Aggregating time series data

Learn how Cognite Data Fusion aggregates and interpolates time series data, and see the details about the available aggregation functions.

In this article:

Aggregation in Cognite Data Fusion

To improve performance and to reduce the amount of data transferred in query responses, Cognite Data Fusion pre-calculates the most common aggregates for numerical data points in time series. These aggregates are available with millisecond response time even when you are querying across very large data sets.

In your queries, you can specify one or more aggregates (for example average, minimum and maximum) and also the time granularity for the aggregates (for example 1h for one hour).

Aggregates are aligned to the start time modulo of the granularity unit. For example, if you ask for daily average temperatures since Monday afternoon last week, the first aggregated data point will contain averages for the whole of Monday, the second for Tuesday, etc.

NOTE

Cognite Data Fusion determines aggregate alignment based only on the granularity unit. If you specify hour aggregates, and the start time of the request is in the middle of the hour, the start time will be rounded up to the start time of the hour.

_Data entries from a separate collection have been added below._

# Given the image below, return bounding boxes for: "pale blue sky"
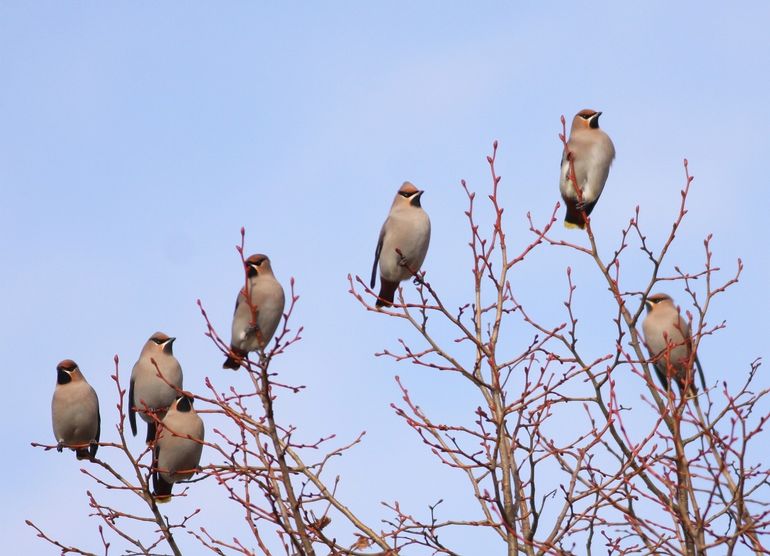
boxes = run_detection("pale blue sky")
[0,2,770,554]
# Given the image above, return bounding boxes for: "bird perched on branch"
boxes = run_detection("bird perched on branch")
[559,109,615,229]
[128,332,182,444]
[152,396,205,502]
[370,181,430,307]
[222,254,286,370]
[642,293,706,394]
[51,359,101,460]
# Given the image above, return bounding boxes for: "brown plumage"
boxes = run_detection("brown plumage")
[642,293,706,394]
[51,359,101,460]
[370,181,430,307]
[559,109,615,229]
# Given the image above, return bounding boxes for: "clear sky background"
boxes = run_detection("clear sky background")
[0,2,770,554]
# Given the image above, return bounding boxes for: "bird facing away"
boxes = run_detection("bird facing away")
[222,254,286,370]
[152,396,204,502]
[642,293,706,393]
[128,332,182,444]
[370,181,430,307]
[51,359,101,460]
[559,109,615,229]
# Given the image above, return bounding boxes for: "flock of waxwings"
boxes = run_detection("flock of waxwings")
[51,110,705,502]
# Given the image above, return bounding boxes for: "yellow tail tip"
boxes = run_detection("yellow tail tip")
[564,220,585,230]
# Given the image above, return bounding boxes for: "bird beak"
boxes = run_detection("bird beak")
[56,369,72,384]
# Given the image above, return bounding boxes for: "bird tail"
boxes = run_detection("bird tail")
[222,346,246,371]
[564,203,586,230]
[374,277,398,307]
[152,471,174,504]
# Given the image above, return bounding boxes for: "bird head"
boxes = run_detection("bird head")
[572,108,602,131]
[174,396,193,413]
[393,181,425,207]
[244,253,272,278]
[644,293,674,313]
[56,359,83,384]
[146,332,176,355]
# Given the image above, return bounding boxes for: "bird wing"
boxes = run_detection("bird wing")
[369,226,387,288]
[695,353,706,390]
[128,378,136,436]
[89,406,102,459]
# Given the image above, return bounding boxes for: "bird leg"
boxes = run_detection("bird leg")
[246,324,265,346]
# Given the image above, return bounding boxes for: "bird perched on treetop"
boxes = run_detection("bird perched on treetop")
[370,181,430,307]
[642,293,706,393]
[559,109,615,229]
[222,254,286,370]
[51,359,101,460]
[128,332,182,444]
[152,396,205,502]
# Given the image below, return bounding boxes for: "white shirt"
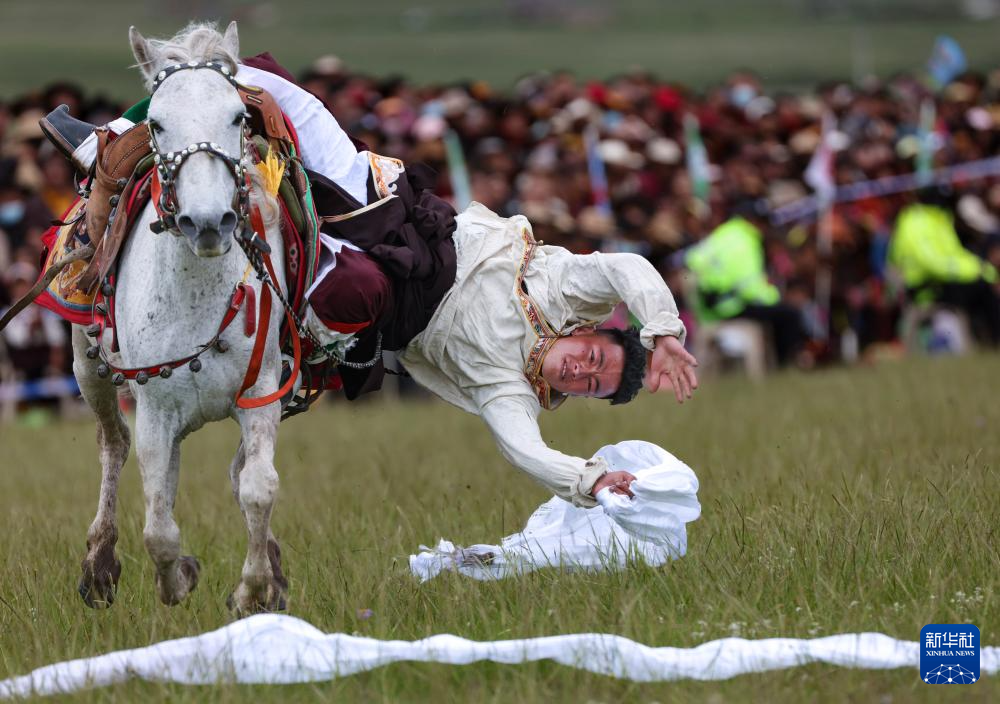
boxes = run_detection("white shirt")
[400,203,685,506]
[236,64,370,205]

As a result, you can get different results if you aggregate over 60 minutes than if you aggregate over 1 hour because the two queries are aligned differently. For example, if the start time is 3:43:25:

1h vs 60 min granularity

Aggregating data points

Aggregation is to group together the values of multiple data points to form a single summary value. For example, the count aggregate gives the number of data points for a time range. The timestamp of the aggregate marks the beginning of the time range.

Interpolating data points

Interpolation is to construct new data points within the range of a discrete set of known data points. CDF constructs the necessary number of data points to ensure that the data points in the resulting time series are evenly spaced. The returned data points have a timestamp and a value, where the value represents the interpolated value at the time of the timestamp. The interpolation method depends on whether the time series is stepwise or continuous. Interpolated data points are not stored and are only visible as the aggregation/interpolation results.

Stepwise vs continuous

Interpolation and aggregation depends on how the time series is interpreted between the stored data points. A stepwise time series is assumed to keep its last reported value until a new value comes in, and then immediately jump to that new value. A continuous time series is assumed to gradually change between the stored data points, and is modeled with linear interpolation.

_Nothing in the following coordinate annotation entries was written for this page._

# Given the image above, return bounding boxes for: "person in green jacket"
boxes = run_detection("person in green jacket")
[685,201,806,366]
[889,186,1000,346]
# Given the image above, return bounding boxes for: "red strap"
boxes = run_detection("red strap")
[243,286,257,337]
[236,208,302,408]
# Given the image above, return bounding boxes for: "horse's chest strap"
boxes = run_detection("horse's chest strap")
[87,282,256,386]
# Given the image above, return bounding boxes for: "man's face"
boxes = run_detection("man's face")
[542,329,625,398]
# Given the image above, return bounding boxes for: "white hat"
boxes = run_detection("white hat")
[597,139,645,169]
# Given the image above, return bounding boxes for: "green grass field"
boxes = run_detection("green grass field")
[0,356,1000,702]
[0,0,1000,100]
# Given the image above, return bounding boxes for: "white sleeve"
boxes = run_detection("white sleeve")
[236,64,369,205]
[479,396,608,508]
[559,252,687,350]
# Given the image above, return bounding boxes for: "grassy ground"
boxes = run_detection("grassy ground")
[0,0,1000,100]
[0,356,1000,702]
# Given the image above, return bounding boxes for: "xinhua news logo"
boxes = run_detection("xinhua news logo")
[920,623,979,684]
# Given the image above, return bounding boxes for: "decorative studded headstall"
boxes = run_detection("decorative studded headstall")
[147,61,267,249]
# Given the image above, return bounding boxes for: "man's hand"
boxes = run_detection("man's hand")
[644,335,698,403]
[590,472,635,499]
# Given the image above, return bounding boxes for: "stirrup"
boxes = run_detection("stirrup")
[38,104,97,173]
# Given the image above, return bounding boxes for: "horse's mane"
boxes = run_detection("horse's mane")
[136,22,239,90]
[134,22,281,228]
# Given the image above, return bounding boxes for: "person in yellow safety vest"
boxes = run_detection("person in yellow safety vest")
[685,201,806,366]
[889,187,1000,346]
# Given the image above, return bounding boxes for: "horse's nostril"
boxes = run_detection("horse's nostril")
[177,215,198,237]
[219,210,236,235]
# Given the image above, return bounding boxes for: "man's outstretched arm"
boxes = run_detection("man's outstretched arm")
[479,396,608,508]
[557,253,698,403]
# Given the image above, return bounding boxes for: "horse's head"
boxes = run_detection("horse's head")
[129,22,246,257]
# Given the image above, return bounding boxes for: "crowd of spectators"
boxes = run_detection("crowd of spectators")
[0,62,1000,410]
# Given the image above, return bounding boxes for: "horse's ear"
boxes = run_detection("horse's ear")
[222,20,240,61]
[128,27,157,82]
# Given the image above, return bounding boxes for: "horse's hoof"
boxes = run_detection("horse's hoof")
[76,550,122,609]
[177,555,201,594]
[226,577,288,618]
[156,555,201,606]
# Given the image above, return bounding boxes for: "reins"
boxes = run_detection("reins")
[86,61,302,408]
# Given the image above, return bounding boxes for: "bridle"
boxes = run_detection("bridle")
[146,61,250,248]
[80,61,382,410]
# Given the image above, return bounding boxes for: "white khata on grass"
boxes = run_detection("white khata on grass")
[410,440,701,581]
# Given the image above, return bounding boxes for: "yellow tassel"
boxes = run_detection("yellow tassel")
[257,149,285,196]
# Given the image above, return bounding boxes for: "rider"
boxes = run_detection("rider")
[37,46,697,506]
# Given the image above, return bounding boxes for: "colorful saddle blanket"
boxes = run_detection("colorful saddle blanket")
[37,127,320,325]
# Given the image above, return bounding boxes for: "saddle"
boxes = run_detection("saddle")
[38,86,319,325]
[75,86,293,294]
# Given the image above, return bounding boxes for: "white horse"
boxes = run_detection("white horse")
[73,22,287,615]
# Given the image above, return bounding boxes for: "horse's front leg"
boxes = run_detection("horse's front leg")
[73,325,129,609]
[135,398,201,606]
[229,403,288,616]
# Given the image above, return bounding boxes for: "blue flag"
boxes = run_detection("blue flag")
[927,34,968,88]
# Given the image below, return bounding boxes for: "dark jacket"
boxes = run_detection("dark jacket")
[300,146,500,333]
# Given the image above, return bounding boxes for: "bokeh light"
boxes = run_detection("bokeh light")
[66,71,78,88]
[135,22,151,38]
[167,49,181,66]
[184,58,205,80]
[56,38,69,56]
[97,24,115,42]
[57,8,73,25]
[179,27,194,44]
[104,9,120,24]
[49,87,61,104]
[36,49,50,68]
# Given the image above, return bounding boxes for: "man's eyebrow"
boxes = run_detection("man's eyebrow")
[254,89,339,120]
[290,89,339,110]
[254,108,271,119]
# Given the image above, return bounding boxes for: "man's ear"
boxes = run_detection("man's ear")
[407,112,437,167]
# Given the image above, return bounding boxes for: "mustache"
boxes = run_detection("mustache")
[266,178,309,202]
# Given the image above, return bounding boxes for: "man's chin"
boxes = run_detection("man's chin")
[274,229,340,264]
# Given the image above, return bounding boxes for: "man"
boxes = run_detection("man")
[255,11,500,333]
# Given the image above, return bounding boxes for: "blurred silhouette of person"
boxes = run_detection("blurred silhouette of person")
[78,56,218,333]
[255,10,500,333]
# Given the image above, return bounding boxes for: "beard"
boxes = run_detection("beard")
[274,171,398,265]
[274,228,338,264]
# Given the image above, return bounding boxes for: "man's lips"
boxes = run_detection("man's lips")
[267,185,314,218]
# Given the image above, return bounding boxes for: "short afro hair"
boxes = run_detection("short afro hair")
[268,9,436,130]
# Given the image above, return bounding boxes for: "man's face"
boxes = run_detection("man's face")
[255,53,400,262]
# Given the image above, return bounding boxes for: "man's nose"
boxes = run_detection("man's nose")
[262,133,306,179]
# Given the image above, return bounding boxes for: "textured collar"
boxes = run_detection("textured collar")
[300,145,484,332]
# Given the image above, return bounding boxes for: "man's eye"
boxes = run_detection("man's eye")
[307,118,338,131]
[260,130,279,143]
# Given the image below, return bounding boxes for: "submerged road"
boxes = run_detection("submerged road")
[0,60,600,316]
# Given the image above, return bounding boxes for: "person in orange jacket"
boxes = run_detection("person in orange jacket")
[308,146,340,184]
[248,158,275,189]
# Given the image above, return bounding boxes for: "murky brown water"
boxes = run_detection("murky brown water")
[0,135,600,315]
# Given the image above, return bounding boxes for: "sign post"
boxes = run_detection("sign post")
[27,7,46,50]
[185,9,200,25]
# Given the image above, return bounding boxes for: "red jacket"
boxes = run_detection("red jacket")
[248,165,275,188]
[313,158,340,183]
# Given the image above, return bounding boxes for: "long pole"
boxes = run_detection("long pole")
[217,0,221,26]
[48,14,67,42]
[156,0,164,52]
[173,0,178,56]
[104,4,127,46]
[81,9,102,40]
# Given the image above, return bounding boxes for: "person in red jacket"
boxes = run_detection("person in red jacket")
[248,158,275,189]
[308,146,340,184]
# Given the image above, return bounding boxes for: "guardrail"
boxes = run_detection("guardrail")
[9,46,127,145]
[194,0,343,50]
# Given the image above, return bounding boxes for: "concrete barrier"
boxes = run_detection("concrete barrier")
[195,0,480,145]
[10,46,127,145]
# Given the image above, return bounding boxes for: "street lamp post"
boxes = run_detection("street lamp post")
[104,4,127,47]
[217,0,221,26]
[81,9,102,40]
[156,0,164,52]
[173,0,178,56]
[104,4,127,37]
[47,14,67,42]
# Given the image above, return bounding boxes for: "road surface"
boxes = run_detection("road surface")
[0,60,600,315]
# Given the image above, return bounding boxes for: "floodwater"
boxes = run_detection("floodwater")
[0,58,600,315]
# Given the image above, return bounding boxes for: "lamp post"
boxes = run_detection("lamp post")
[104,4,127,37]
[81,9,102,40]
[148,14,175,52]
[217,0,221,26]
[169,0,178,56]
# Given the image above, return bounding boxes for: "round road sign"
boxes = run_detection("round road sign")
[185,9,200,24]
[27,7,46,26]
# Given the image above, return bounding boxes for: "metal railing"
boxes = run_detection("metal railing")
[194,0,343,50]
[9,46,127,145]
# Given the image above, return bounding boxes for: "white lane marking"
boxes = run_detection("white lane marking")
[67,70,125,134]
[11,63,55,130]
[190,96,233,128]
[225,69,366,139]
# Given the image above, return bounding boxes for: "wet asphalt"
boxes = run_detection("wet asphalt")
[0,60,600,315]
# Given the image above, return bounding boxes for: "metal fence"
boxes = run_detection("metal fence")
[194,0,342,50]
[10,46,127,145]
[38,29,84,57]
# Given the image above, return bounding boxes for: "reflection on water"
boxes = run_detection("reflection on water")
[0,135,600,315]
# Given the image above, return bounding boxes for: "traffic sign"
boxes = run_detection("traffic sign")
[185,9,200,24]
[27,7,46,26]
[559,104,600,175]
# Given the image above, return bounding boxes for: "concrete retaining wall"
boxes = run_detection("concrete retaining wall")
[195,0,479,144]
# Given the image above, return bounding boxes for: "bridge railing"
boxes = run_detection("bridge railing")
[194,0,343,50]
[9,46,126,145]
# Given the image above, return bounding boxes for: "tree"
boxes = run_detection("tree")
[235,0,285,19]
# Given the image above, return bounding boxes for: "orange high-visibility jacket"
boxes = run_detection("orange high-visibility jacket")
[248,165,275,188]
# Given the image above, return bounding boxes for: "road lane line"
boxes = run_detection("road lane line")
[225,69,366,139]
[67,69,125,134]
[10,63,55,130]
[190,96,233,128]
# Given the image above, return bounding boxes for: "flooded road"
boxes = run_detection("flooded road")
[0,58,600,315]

Data points Stepwise interpretation Continuous interpretation
Data points Stepwise interpretation Continuous interpretation

How the times series is interpreted affects the value of aggregates. For example, the average aggregate, which is based on the average distance to zero, will be calculated as the area below the curve, divided by the size of the time range.

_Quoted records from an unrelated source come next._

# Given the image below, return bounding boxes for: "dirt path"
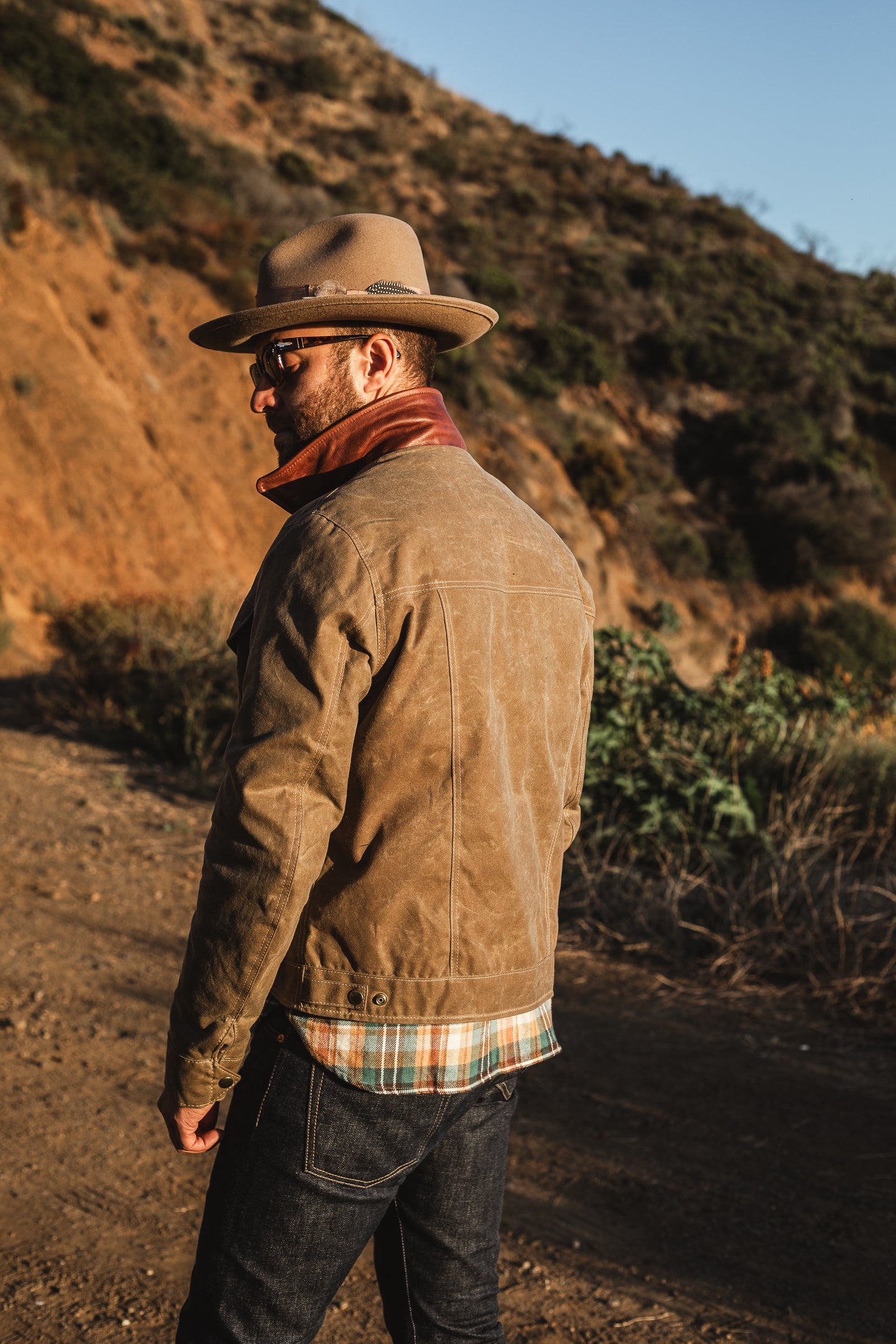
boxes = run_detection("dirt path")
[0,729,896,1344]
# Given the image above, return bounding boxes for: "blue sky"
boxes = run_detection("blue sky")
[325,0,896,271]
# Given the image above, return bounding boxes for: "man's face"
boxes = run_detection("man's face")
[250,327,370,467]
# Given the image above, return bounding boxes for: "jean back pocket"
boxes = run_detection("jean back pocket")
[305,1065,450,1188]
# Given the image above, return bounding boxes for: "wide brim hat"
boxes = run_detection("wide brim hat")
[189,215,498,353]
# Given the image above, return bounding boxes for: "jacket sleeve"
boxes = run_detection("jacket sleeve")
[563,614,594,849]
[166,515,379,1106]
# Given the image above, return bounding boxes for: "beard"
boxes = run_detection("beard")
[264,359,365,467]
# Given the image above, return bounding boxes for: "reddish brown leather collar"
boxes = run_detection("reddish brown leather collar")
[255,387,466,513]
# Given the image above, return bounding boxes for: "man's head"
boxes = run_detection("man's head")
[189,215,498,464]
[250,322,437,467]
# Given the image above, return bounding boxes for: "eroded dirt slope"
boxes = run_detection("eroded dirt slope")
[0,729,896,1344]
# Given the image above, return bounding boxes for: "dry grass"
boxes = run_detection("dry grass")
[563,737,896,1014]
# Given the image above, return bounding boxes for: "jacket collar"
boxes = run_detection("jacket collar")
[255,387,466,513]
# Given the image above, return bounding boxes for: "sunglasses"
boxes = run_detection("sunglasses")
[248,336,366,387]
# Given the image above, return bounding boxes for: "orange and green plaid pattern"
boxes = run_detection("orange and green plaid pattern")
[290,999,560,1093]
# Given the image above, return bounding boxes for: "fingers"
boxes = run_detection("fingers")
[156,1091,223,1153]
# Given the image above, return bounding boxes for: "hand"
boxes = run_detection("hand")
[156,1089,225,1153]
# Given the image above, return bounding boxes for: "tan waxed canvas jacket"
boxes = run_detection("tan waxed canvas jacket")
[167,446,594,1106]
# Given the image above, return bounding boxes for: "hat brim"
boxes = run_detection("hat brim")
[189,294,498,355]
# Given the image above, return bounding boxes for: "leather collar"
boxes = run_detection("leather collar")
[255,387,466,513]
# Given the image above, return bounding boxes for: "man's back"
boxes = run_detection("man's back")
[218,447,592,1022]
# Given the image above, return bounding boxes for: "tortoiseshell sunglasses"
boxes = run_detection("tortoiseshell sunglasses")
[248,336,366,387]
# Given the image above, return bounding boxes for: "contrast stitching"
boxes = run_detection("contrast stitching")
[305,1065,320,1172]
[298,953,552,985]
[437,590,462,976]
[255,1045,284,1129]
[395,1195,416,1344]
[305,1080,450,1190]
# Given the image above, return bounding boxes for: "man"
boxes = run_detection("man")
[159,215,592,1344]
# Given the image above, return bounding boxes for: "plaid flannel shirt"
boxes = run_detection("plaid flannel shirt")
[290,999,560,1094]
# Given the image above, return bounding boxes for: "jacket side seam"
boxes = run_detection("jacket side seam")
[437,589,462,976]
[230,642,348,1024]
[566,630,594,808]
[315,508,386,672]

Stepwise interpretation Continuous interpretation
Stepwise interpretation Continuous interpretation

Granularity

Granularity defines the time range that each aggregate is calculated from. It consists of a time unit and a size. Valid time units are day or d, houror h, minute or m and second or s. For example, 2h means that each time range should be 2 hours wide, 3m means 3 minutes, and so on.

The value of an aggregate for a time range may also depend on data outside of the time range, because lines have to be drawn to the edge of the time range to compute the aggregates.

Data points Stepwise interpretation Continuous interpretation
Data points Stepwise interpretation Continuous interpretation

Missing data

CDF does not return aggregates or interpolations for time ranges that have no data points, even if there are previous and next data points present for that time period. As a result, the returned aggregates may skip large periods of time if the underlying data is sparse.

Previous and next data point

To interpolate a time series to the edges of the time range, many aggregates and interpolations depend on knowing the last data point before the time range, and the first data point after.

For continuous time series, we do not use the previous and next data points if they are more than one hour away from the time range. This is to avoid interpolating data when the underlying sensor has been down for an extended time period.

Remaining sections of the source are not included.